What are the exercise requirements?
Plan on taking them for extremely long walks and hikes to keep their energy level down. This mix will more than likely have a high energy level. This exercise will keep them from being destructive. A tired dog is a good dog. A tired dog is a good dog though. Never tie your dog up outside - that is inhumane and not fair to him.

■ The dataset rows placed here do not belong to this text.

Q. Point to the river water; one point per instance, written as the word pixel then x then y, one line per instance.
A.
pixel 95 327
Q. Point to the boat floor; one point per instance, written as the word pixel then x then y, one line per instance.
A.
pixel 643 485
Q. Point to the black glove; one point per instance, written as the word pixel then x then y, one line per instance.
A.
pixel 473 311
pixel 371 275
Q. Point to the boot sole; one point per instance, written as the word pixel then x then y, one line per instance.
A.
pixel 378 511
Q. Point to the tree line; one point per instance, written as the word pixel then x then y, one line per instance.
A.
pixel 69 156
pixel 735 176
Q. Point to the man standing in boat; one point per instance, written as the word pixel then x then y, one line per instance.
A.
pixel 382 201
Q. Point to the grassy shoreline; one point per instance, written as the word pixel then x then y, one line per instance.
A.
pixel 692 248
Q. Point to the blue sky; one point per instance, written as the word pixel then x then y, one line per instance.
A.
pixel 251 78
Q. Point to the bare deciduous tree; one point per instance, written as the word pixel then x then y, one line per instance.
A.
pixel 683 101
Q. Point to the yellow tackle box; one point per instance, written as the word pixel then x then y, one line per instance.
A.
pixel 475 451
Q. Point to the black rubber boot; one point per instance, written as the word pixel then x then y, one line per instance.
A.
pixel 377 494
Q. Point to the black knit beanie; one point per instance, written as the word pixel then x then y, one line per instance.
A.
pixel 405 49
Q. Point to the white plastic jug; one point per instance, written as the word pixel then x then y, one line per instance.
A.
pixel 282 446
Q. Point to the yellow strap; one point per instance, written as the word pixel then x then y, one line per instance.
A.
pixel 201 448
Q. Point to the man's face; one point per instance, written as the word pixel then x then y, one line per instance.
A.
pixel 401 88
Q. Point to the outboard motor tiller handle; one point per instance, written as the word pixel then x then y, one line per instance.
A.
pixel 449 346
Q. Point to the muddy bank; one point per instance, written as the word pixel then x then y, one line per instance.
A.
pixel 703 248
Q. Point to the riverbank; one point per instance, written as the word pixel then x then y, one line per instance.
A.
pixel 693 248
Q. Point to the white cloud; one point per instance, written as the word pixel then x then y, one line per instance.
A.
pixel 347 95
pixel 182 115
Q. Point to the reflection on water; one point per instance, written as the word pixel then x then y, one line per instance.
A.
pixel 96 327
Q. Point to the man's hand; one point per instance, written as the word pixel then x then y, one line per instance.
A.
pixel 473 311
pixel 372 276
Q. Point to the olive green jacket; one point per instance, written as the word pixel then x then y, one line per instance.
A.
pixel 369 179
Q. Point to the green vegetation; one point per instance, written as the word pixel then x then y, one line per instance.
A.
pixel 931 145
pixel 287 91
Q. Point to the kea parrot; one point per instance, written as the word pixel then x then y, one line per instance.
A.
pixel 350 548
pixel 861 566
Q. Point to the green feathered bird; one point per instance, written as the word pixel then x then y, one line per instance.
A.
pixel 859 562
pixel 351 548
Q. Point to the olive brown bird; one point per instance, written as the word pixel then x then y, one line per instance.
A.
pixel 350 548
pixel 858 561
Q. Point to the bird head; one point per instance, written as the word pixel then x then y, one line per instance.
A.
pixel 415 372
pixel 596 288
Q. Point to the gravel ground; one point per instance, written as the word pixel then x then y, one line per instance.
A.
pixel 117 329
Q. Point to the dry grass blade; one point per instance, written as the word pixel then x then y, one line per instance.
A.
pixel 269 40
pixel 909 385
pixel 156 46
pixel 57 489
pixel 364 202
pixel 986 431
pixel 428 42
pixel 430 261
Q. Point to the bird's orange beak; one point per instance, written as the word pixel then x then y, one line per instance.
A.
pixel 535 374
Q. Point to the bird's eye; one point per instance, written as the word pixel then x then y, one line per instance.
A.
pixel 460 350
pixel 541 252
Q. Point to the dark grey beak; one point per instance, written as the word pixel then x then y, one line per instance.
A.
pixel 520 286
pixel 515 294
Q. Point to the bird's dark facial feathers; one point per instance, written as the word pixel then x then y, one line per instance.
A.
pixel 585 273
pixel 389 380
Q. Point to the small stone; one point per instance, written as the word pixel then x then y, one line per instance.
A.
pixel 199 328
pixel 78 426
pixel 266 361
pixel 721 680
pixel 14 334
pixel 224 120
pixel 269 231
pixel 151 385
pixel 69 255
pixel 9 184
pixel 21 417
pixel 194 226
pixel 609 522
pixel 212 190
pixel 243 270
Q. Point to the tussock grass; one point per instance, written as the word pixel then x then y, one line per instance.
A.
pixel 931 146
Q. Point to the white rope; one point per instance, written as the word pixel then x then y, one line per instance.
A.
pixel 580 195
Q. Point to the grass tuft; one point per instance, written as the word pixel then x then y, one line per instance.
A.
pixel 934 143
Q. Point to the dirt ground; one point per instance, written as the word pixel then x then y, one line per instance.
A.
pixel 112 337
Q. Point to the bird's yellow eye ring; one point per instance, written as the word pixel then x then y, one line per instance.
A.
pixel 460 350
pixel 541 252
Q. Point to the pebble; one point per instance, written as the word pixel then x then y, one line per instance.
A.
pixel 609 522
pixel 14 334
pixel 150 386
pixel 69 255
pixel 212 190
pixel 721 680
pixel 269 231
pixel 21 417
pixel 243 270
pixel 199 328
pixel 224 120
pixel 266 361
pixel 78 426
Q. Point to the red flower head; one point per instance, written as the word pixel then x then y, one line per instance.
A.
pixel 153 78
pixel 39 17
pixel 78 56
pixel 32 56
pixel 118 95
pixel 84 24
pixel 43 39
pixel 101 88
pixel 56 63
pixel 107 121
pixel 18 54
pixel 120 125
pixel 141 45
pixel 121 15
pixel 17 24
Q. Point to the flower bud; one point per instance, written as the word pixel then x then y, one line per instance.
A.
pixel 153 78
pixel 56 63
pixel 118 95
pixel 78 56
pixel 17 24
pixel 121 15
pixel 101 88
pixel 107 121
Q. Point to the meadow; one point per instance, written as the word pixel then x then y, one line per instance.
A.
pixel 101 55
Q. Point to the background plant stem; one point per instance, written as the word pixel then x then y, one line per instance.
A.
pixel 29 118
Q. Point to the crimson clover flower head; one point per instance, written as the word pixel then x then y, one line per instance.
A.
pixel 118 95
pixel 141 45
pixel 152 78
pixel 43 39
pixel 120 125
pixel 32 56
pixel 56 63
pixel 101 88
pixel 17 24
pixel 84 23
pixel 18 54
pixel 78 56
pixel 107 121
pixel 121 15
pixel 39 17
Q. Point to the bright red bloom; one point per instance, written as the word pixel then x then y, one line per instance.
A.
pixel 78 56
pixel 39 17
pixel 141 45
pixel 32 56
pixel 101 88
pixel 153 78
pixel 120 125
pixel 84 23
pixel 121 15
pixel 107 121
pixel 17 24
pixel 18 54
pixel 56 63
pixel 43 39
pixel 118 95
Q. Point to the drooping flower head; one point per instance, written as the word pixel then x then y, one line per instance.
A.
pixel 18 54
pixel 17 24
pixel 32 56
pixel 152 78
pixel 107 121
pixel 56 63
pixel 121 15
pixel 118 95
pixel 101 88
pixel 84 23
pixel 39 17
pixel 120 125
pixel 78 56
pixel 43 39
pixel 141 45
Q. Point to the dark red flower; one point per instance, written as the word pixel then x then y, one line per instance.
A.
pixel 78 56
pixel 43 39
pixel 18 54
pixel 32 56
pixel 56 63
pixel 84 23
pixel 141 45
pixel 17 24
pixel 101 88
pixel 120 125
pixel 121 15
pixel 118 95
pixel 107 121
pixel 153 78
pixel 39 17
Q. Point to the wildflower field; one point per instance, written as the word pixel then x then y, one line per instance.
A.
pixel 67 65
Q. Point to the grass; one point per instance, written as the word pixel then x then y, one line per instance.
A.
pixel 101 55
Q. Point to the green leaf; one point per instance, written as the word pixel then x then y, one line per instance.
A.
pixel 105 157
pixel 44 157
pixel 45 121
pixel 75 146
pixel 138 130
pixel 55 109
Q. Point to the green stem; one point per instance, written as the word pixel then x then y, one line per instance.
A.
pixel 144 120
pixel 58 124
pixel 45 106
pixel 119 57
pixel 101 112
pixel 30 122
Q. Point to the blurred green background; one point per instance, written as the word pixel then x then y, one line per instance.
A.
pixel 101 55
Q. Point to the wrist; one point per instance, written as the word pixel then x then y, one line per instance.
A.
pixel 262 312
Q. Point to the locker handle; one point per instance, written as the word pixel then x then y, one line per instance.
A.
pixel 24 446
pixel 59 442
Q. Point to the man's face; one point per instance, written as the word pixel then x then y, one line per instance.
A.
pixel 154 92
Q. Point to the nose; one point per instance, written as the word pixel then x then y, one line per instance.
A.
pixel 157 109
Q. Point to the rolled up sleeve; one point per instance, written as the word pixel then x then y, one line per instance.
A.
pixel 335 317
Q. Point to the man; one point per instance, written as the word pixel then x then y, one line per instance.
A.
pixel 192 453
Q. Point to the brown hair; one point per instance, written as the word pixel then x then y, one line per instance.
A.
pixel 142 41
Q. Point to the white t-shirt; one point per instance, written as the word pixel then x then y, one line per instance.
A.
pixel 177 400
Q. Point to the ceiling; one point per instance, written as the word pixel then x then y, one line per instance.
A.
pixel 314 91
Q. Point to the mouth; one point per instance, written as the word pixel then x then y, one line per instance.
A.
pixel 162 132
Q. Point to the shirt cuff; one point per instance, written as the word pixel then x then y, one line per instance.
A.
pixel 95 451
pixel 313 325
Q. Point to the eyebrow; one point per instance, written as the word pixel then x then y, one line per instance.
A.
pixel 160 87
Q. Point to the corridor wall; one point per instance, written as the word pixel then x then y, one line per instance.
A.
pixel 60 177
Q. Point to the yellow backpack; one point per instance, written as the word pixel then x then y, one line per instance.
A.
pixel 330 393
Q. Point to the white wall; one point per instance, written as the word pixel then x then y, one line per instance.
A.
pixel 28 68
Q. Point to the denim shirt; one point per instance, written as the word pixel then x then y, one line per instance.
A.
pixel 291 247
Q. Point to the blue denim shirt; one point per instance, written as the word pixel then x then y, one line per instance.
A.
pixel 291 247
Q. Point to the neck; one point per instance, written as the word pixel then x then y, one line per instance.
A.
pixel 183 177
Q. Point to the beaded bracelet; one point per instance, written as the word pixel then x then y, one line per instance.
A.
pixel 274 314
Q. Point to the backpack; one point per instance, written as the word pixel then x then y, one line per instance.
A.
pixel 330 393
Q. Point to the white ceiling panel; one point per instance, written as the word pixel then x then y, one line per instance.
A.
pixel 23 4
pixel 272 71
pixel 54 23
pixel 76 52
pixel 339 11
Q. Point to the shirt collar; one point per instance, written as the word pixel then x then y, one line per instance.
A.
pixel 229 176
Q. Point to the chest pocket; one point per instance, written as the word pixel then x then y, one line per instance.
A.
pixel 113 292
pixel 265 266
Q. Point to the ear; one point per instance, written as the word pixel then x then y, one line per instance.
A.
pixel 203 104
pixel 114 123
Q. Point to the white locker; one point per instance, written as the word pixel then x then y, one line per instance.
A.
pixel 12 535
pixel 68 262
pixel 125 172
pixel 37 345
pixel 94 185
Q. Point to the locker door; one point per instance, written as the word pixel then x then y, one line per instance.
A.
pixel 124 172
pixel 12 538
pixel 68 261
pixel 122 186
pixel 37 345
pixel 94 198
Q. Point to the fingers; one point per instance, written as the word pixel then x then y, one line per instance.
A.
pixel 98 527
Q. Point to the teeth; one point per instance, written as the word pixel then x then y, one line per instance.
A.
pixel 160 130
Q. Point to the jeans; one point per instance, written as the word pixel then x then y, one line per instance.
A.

What are the training requirements?
This is an intelligent dog that will be a little bit challenging to train. They are going to want to take the alpha position and need someone with a firm, strong, hand that can let them know their place. The best thing you can do is break the sessions into shorter daily sessions to keep their attention span higher. It might have a prey drive and be disposed to running for and chasing small prey, but if handled properly this can be managed. All dogs respond best to positive reinforcement. So make sure to praise her when she does well. She is an intelligent dog who loves to please, and loves a physical challenge. The more exercise she gets the easier she will be to train. Proper socialization is imperative to all dogs and puppies. Make sure to take her to the park and doggy day care to get her around as many people and dogs as possible.
"A lot of times diet is done on a per-dog basis. Each one is unique and has different dietary requirements. Most dogs in the U.S. are overweight. A mix like this one that is prone to hip and elbow dysplasia should really be on fish oil and glucosamine and chondroitin supplements as soon as possible. A good diet to look into is Raw Food Diet. A raw food diet will be especially good for the Wolf background.
Overfeeding any dog is not a good idea as that can really exacerbate health problems such as elbow and hip dysplasia.
I good diet to look into is Raw Food Diet. A raw food diet will be especially good for the Wolf background."